Integrating Monte Carlo with Dremio allows you to monitor your Dremio data sources through custom SQL monitors, which can be created in either the UI wizard and/or programmatically via monitors as code (API/SDK too). These monitors can be used to generate notifications (incidents) to relevant stakeholders and circuit break pipelines. For a full list of supported monitor types see Monitor Support.

Monitor & Lineage Support

Below are the monitors and lineage support for the Dremio integration today. Please reach out to your Monte Carlo representative if you have requirements for additional Monitors.

CategoryMonitor / Lineage CapabilitiesSupport
Table MonitorFreshness
Table MonitorVolume
Table MonitorSchema Changes
Metric MonitorMetric
Validation MonitorCustom SQL
Validation MonitorComparison
Validation MonitorValidation
Job MonitorQuery performance
LineageLineage

Connecting to Dremio

Use the Monte Carlo CLI to add the Dremio integration. If you have not set up the Monte Carlo CLI before start here.

📘

You will need to use the CLI v0.104.1 or greater

Monte Carlo will use a Personal Access Token to authenticate to Dremio. For steps on how to create a Dremio PAT, see the instructions below for your type of Dremio deployment:

Now that we have a the Monte Carlo CLI installed and Dremio PAT created, we can add the integration.

The structure of the command is:

montecarlo integrations add-dremio [OPTIONS]

To get a full list of options run: montecarlo integrations add-dremio --help

Usage: montecarlo integrations add-dremio [OPTIONS]

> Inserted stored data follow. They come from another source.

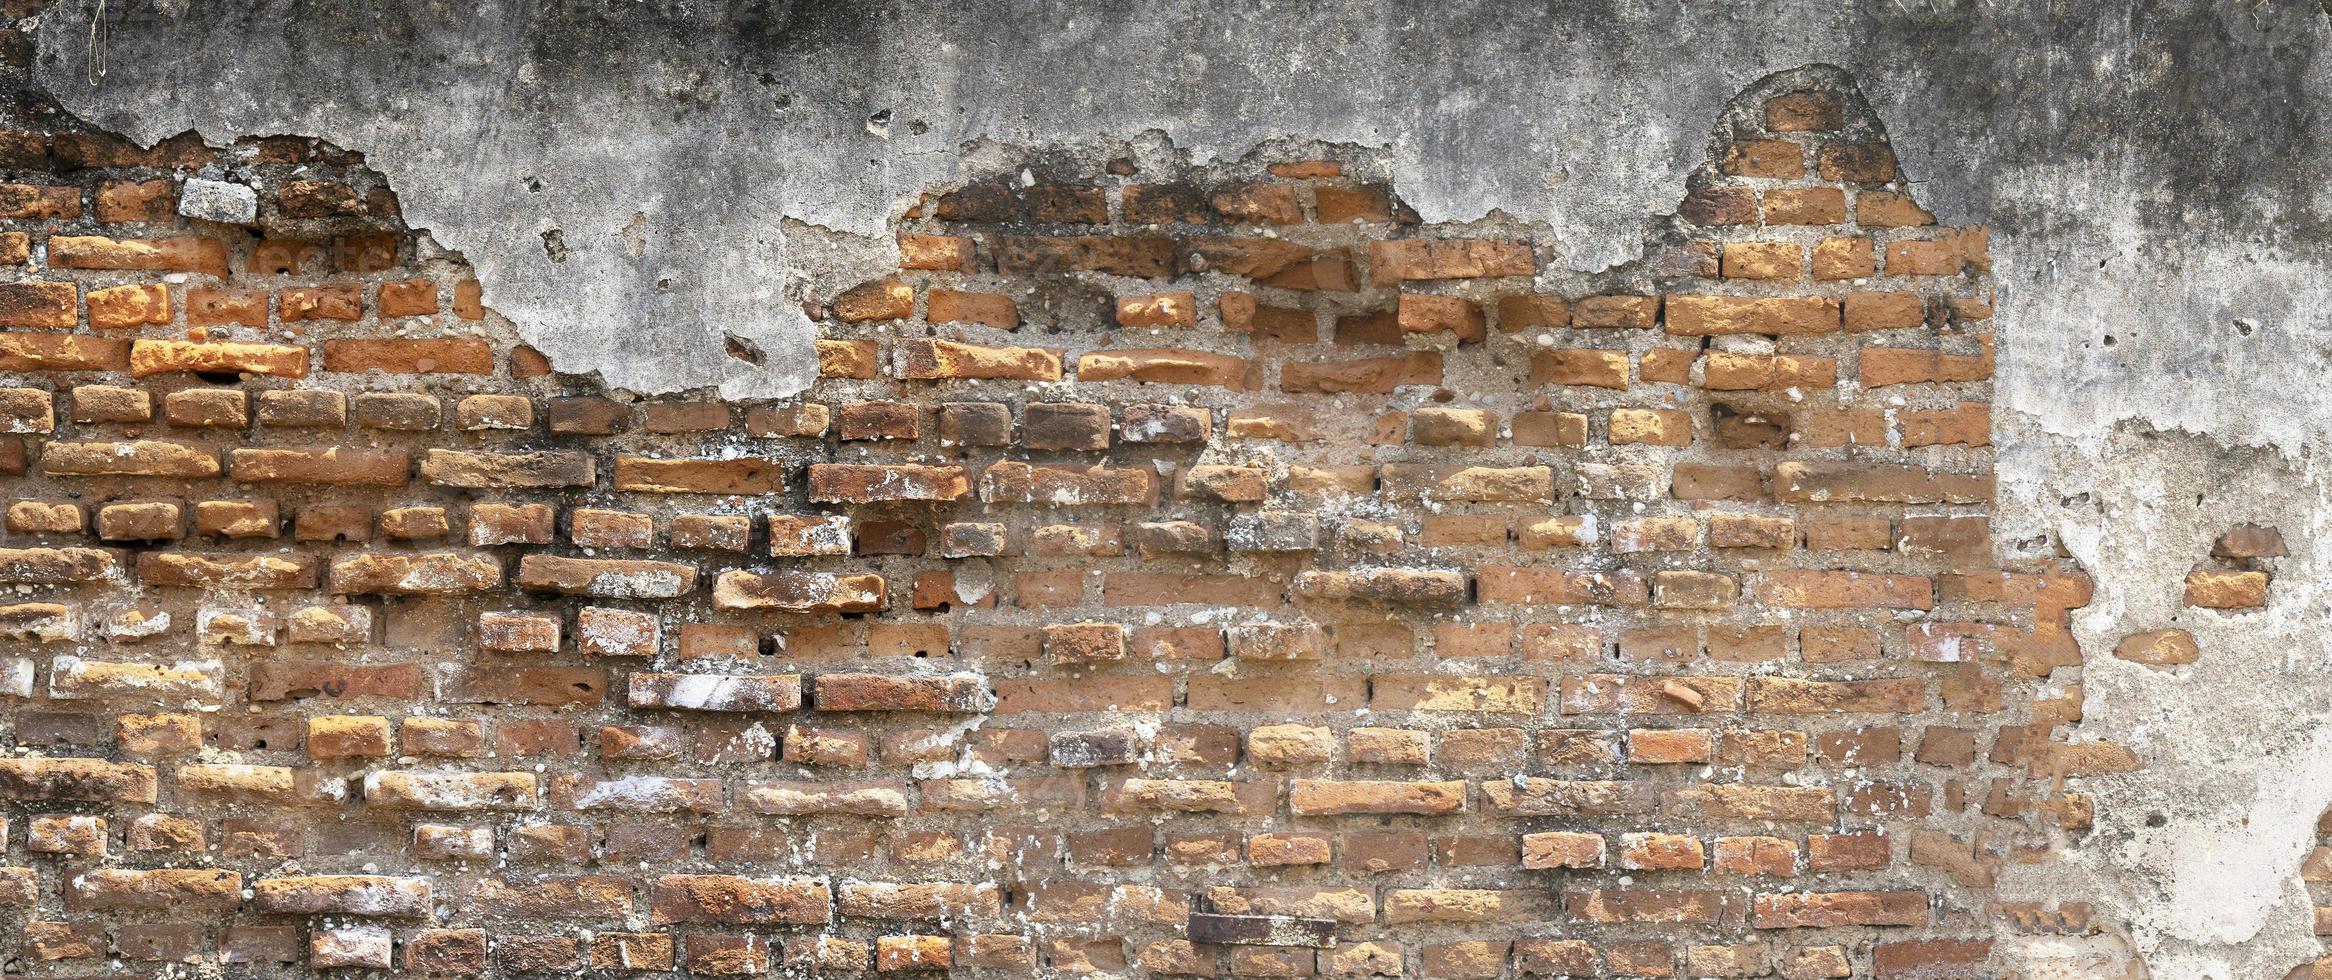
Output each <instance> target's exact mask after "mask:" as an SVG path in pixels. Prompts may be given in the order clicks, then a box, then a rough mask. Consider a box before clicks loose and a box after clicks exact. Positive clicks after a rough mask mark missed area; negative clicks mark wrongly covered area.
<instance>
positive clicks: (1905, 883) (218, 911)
mask: <svg viewBox="0 0 2332 980" xmlns="http://www.w3.org/2000/svg"><path fill="white" fill-rule="evenodd" d="M0 147H5V149H7V154H5V156H0V163H5V166H7V187H0V222H5V226H0V254H5V259H7V264H9V268H12V280H9V282H5V285H0V327H5V331H0V371H5V373H7V387H5V390H0V408H5V425H7V432H12V434H9V436H7V439H5V441H0V462H5V467H7V485H9V499H12V504H9V509H7V523H5V539H0V544H5V546H0V583H9V586H16V588H19V593H21V595H19V597H16V602H12V604H7V607H0V628H5V630H7V632H9V637H12V642H14V644H16V646H14V651H12V653H7V656H5V660H0V665H5V670H0V677H5V681H7V695H12V698H14V702H12V705H9V709H7V721H9V737H12V740H14V747H16V749H19V751H16V754H14V756H7V758H0V798H5V800H7V817H9V824H12V826H21V828H23V833H21V835H12V840H9V852H7V856H9V866H7V868H0V887H5V894H0V898H5V903H7V905H9V908H12V915H19V917H23V931H21V936H16V938H9V940H0V945H5V947H7V950H9V952H14V954H16V957H21V959H23V961H37V964H47V966H42V968H44V971H49V968H56V971H72V968H98V966H100V964H103V961H107V959H110V957H121V959H133V961H231V964H298V966H303V968H340V966H361V968H399V971H413V973H494V975H504V973H541V971H553V973H562V971H578V968H595V971H674V968H686V971H690V973H711V975H730V973H767V971H772V968H784V971H795V973H812V971H837V973H840V971H863V968H879V971H956V973H968V975H977V973H993V975H1031V973H1038V971H1045V973H1094V971H1105V973H1138V975H1224V973H1229V975H1308V973H1332V975H1437V978H1499V975H1679V973H1681V975H1775V973H1777V975H1786V978H1849V975H1877V978H1943V975H1992V966H1987V959H1989V957H1992V954H1994V940H1996V938H1999V936H2008V933H2013V931H2020V929H2022V931H2071V933H2085V931H2092V929H2099V926H2094V924H2089V922H2087V919H2085V915H2082V912H2080V910H2078V908H2017V905H2006V908H2003V905H2001V903H1996V901H1992V894H1989V887H1992V880H1994V870H1996V868H1999V866H2001V863H2003V861H2010V859H2036V856H2040V854H2045V849H2047V847H2052V845H2057V842H2059V840H2064V835H2078V833H2082V831H2085V828H2087V826H2089V807H2087V798H2085V796H2082V793H2078V791H2066V789H2064V786H2061V777H2068V775H2082V772H2085V770H2087V768H2089V765H2106V763H2113V758H2108V756H2110V751H2103V749H2099V747H2080V749H2078V751H2075V749H2068V747H2066V744H2064V740H2061V735H2064V728H2066V726H2068V723H2071V721H2075V719H2078V700H2071V698H2064V695H2052V693H2047V691H2050V688H2043V684H2040V681H2045V679H2047V677H2050V674H2052V672H2054V670H2059V667H2078V663H2080V651H2078V649H2075V644H2073V642H2071V635H2068V632H2066V611H2068V609H2073V607H2080V604H2082V602H2087V593H2089V586H2087V579H2085V576H2080V574H2078V572H2068V569H2064V567H2057V565H2052V562H2036V565H2029V567H2024V565H2015V562H2001V560H1999V558H1996V553H1994V546H1992V534H1989V509H1992V497H1994V492H1992V490H1994V488H1992V443H1989V392H1992V362H1994V357H1992V331H1989V313H1992V306H1989V303H1992V294H1989V289H1992V287H1989V252H1987V236H1985V231H1982V229H1954V226H1938V224H1936V222H1933V217H1931V215H1929V212H1926V210H1922V208H1919V203H1917V201H1915V198H1912V194H1910V184H1908V182H1905V180H1903V175H1901V173H1898V168H1896V159H1894V152H1891V149H1889V145H1887V138H1884V133H1882V128H1880V124H1877V121H1875V119H1873V117H1870V112H1868V110H1866V105H1863V100H1861V98H1859V96H1856V91H1854V89H1852V84H1849V82H1847V79H1845V77H1842V75H1840V72H1835V70H1826V68H1807V70H1798V72H1786V75H1777V77H1770V79H1763V82H1758V84H1756V86H1751V89H1749V91H1744V93H1742V96H1740V98H1737V100H1735V105H1730V107H1728V110H1726V114H1723V117H1721V121H1719V126H1716V133H1714V135H1712V156H1709V161H1707V166H1702V168H1700V170H1695V173H1693V177H1691V182H1688V187H1686V189H1684V194H1681V203H1679V205H1677V212H1674V215H1667V217H1660V219H1658V222H1653V226H1651V233H1649V240H1646V257H1644V259H1642V261H1635V264H1628V266H1621V268H1614V271H1609V273H1602V275H1593V278H1583V275H1581V278H1572V275H1567V273H1558V271H1548V268H1546V264H1544V254H1546V250H1548V247H1551V245H1548V243H1544V240H1537V238H1534V233H1532V231H1530V229H1525V226H1513V224H1504V222H1476V224H1469V226H1451V224H1420V222H1418V219H1416V215H1413V212H1411V210H1409V208H1404V205H1402V203H1399V198H1397V194H1395V191H1392V189H1390V187H1388V184H1385V182H1383V180H1369V177H1367V175H1369V173H1381V170H1376V168H1378V166H1381V161H1371V159H1367V156H1362V154H1357V152H1355V154H1350V159H1346V156H1329V159H1269V156H1250V159H1243V161H1236V163H1220V166H1187V163H1178V161H1164V163H1154V161H1136V159H1124V161H1112V163H1108V166H1103V168H1098V170H1094V173H1063V170H1056V168H1049V166H1045V163H1042V159H1040V156H1031V161H1028V166H1017V168H1000V170H998V173H996V175H993V177H982V180H972V182H968V184H961V187H951V189H944V191H935V194H930V196H926V198H923V201H919V203H916V205H914V208H909V210H907V215H905V217H902V222H900V226H898V245H900V268H898V271H895V273H893V275H884V278H879V280H872V282H865V285H861V287H854V289H847V292H840V294H835V296H809V308H812V313H814V317H816V320H819V322H821V327H823V329H826V336H823V338H821V341H819V343H816V350H819V373H821V380H819V383H816V385H814V387H812V390H807V392H802V394H800V397H798V399H786V401H753V404H728V401H716V399H655V401H632V399H623V397H616V394H613V392H604V390H597V387H595V385H592V383H590V380H588V378H576V376H562V373H555V371H553V369H550V364H548V362H546V359H543V357H541V355H539V352H534V350H529V348H522V345H518V343H515V336H513V334H511V329H508V324H506V322H501V320H499V317H492V315H490V313H487V310H483V308H478V301H476V296H478V292H476V282H473V280H469V275H466V271H464V266H462V264H459V261H457V259H452V257H431V254H429V247H427V245H424V243H417V240H415V233H413V231H410V229H403V226H401V224H399V219H396V208H394V196H389V194H387V189H385V187H378V182H375V177H373V175H368V173H364V170H361V163H359V161H354V159H350V156H345V154H338V152H333V149H329V147H315V145H310V142H303V140H254V142H245V145H236V147H201V145H196V142H187V140H177V142H170V145H163V147H156V149H152V152H140V149H135V147H128V145H124V142H119V140H110V138H105V135H96V133H84V131H70V128H63V126H58V128H54V131H14V133H7V135H5V138H0ZM1339 154H1343V152H1339ZM222 168H224V170H231V173H236V175H240V177H243V182H236V187H245V189H247V187H259V189H264V191H266V194H254V196H252V201H250V203H252V210H250V215H243V212H224V210H208V208H210V205H208V203H205V201H212V198H217V196H233V194H236V191H231V189H224V187H210V180H212V177H198V175H217V173H224V170H222Z"/></svg>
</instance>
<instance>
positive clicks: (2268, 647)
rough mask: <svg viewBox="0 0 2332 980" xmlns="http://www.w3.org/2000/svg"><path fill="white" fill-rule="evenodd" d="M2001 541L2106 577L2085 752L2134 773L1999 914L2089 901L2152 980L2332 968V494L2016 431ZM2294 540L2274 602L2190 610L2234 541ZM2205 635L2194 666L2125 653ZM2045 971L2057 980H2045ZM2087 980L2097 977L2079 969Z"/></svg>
mask: <svg viewBox="0 0 2332 980" xmlns="http://www.w3.org/2000/svg"><path fill="white" fill-rule="evenodd" d="M1996 422H1999V425H2001V434H1999V439H1996V441H1999V443H2001V446H2015V453H2003V457H2001V469H2003V474H2001V476H2003V481H2001V504H1999V513H2001V523H2003V525H2006V527H2022V530H2040V532H2043V534H2047V537H2052V539H2057V541H2061V546H2064V548H2066V553H2071V555H2073V558H2075V560H2080V562H2082V565H2085V567H2087V569H2089V572H2092V574H2094V576H2096V595H2094V600H2092V604H2089V607H2085V609H2080V611H2075V616H2073V630H2075V635H2078V639H2080V644H2082V649H2085V651H2089V656H2087V658H2085V665H2082V670H2080V686H2078V691H2080V700H2082V719H2080V726H2078V730H2075V733H2078V737H2080V740H2082V742H2110V744H2122V747H2127V749H2131V751H2134V754H2136V758H2138V761H2143V768H2138V770H2134V772H2115V775H2092V777H2078V779H2073V786H2075V789H2080V791H2087V793H2094V800H2096V826H2094V831H2092V833H2087V835H2085V838H2078V840H2059V842H2057V859H2054V861H2040V863H2020V866H2010V868H2008V873H2003V877H2001V884H1999V896H2001V901H2047V903H2087V905H2092V908H2094V912H2096V919H2106V922H2120V924H2122V926H2124V929H2127V936H2129V943H2131V945H2134V947H2136V950H2138V952H2141V954H2143V959H2145V964H2148V966H2150V968H2152V975H2159V978H2180V980H2185V978H2192V980H2250V978H2281V975H2285V973H2288V971H2290V968H2292V964H2309V961H2313V959H2316V957H2318V954H2320V947H2318V940H2316V936H2313V908H2311V905H2313V903H2311V901H2309V894H2306V889H2304V887H2302V882H2299V866H2302V861H2304V859H2306V854H2309V852H2311V849H2313V842H2316V824H2318V814H2320V812H2323V810H2325V805H2327V803H2332V705H2327V702H2325V698H2323V677H2325V672H2327V667H2332V646H2327V642H2325V635H2323V609H2325V607H2327V602H2332V590H2327V588H2325V581H2327V574H2332V567H2327V565H2332V551H2327V548H2318V546H2316V541H2320V539H2323V537H2325V532H2327V530H2332V488H2327V481H2325V474H2320V471H2318V467H2316V462H2313V455H2304V457H2302V460H2288V457H2285V455H2283V453H2278V450H2267V448H2229V446H2227V443H2222V441H2220V439H2213V436H2204V434H2190V432H2162V429H2152V427H2145V425H2136V422H2124V425H2115V427H2113V429H2110V432H2103V434H2096V436H2080V439H2075V436H2061V434H2052V432H2045V429H2043V425H2040V422H2038V420H2034V418H2029V415H2022V413H2003V415H1999V420H1996ZM2243 523H2255V525H2267V527H2278V530H2281V532H2283V539H2285V541H2288V546H2290V551H2292V553H2290V555H2288V558H2281V560H2276V565H2274V576H2271V588H2269V604H2267V609H2260V611H2215V609H2194V607H2187V604H2185V572H2187V569H2190V567H2194V565H2197V562H2199V560H2201V558H2204V555H2208V551H2211V544H2213V541H2215V537H2218V534H2222V532H2227V530H2229V527H2234V525H2243ZM2164 628H2178V630H2187V632H2192V635H2194V639H2197V642H2199V646H2201V656H2199V660H2197V663H2192V665H2176V667H2157V665H2143V663H2131V660H2120V658H2115V656H2113V649H2115V644H2117V642H2120V639H2122V637H2127V635H2134V632H2145V630H2164ZM2043 975H2045V973H2043ZM2075 975H2078V973H2075Z"/></svg>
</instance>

  Setup a Dremio integration. For metadata, and custom SQL monitors.

Options:
  --name TEXT          Friendly name for the created integration (e.g.
                       warehouse). Name must be unique.  [required]
  --token TEXT         Token for authentication  [required]
  --host TEXT          Hostname of coordinator node or data.dremio.cloud if
                       using Dremio cloud.  [required]
  --port TEXT          Dremio Arrow Flight server port. 443 if using Dremio
                       Cloud  [required]
  --agent-id UUID      ID for the agent. To disambiguate accounts with
                       multiple agents. This option cannot be used with 'dc-
                       id'.
  --collector-id UUID  ID for the data collector. To disambiguate accounts
                       with multiple collectors. This option cannot be used
                       with 'agent-id'.
  --skip-validation    Skip all connection tests. This option cannot be used
                       with 'validate-only'.
  --validate-only      Run connection tests without adding. This option cannot
                       be used with 'skip-validation'.
  --auto-yes           Skip any interactive approval.
  --option-file FILE   Read configuration from FILE.
  --tls                Use TLS for connection. Required for Dremio cloud.
  --help               Show this message and exit.

Dremio Software:

  • Host: the hostname or IP of your Dremio coordinator node
  • Port: Dremio’s Arrow Flight server port. This will be 32010 unless it was changed on the coordinator node
  • Token: The PAT token created in Dremio

An example command to onboard a Dremio Software connection would be:

montecarlo integrations add-dremio \
	--name Acme-Co-Dremio-Software \
	--token <mytoken> \
	--host <hostname of coordinator node> \
	--port 32010 \  # Dremio's Arrow Flight server port
	--agent-id <UUID of MC Agent>

Dremio Cloud:

  • Host: data.dremio.cloud
  • Port: 443
  • TLS: To connect to Dremio Cloud you must use the —tls flag which will enable TLS for the Monte Carlo to Dremio connection.
  • Token: The PAT token created in Dremio

An example command to onboard a Dremio Cloud connection would be:

montecarlo integrations add-dremio \
	--name Acme-Co-Dremio-Cloud \
	--token <mytoken> \
	--host data.dremio.cloud \  # required
	--port 443 \  # required
	--tls \  # required
	--agent-id <UUID of MC Agent>

FAQs

For Dremio Cloud, which Sonar project is monitored if I have multiple?

We will monitor the Default sonar project. Instructions on how to set the Default sonar project can be found here.